Am 07.06.2019 um 22:45 schrieb Ryan Joseph:

On Jun 7, 2019, at 3:50 PM, Sven Barth via fpc-devel 
<fpc-devel@lists.freepascal.org> wrote:

   generic procedure MemCopy<T>(Dest, Src: specialize TPointerType<T>.PT; Len: 
PtrUInt);
   begin
     while Len > 0 do begin
       Dest^ := Src^;
       Inc(Dest);
       Inc(Src);
       Dec(Len);
     end;
   end;
May I ask where the syntax for “specialize” came from? Delphi doesn’t use it 
nor does any other language out there. Honestly it’s extremely verbose and 
makes me want to avoid generics sometimes. I just don’t get it. I will say that 
I like the “generic” addition to type declarations though because it makes it 
more clear what they are.
It has been part of FPC from the beginning of generics. It allows the parser to differentiate easier that a specialization is following.

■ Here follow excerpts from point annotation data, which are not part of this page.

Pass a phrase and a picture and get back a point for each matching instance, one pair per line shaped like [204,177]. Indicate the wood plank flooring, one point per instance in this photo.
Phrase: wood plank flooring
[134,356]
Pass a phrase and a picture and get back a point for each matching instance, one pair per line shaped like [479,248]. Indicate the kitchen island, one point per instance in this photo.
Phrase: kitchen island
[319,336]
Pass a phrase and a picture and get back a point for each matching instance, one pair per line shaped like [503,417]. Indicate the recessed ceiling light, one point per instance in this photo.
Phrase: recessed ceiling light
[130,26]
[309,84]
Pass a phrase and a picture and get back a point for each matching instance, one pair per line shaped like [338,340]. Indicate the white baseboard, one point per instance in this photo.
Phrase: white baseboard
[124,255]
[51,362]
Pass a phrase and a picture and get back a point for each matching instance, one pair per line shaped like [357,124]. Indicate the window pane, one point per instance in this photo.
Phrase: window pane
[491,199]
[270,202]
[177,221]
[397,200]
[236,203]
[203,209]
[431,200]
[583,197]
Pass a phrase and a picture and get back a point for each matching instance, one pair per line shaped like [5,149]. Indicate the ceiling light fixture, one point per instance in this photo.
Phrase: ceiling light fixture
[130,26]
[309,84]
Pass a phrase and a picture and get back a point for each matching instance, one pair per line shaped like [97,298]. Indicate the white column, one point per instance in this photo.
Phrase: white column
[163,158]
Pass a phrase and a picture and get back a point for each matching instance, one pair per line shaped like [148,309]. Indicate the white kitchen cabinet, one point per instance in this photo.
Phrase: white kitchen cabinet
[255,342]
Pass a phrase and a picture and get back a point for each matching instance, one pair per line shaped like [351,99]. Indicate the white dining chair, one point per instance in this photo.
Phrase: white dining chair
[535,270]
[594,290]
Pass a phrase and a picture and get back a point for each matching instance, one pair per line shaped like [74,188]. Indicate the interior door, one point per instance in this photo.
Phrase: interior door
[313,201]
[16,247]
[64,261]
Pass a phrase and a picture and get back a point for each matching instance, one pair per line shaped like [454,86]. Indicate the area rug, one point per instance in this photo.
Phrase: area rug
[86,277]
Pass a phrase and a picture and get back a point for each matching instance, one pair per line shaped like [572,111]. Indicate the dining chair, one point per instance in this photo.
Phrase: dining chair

This was less important when only type declarations could contain specializations, but nowadays with support for inline specializations this is especially true as something with "<" in it is not always easy to differentiate between a specialization and an expression. Case in point: Delphi mode doesn't yet support all kinds of expressions containing specializations that mode ObjFPC supports.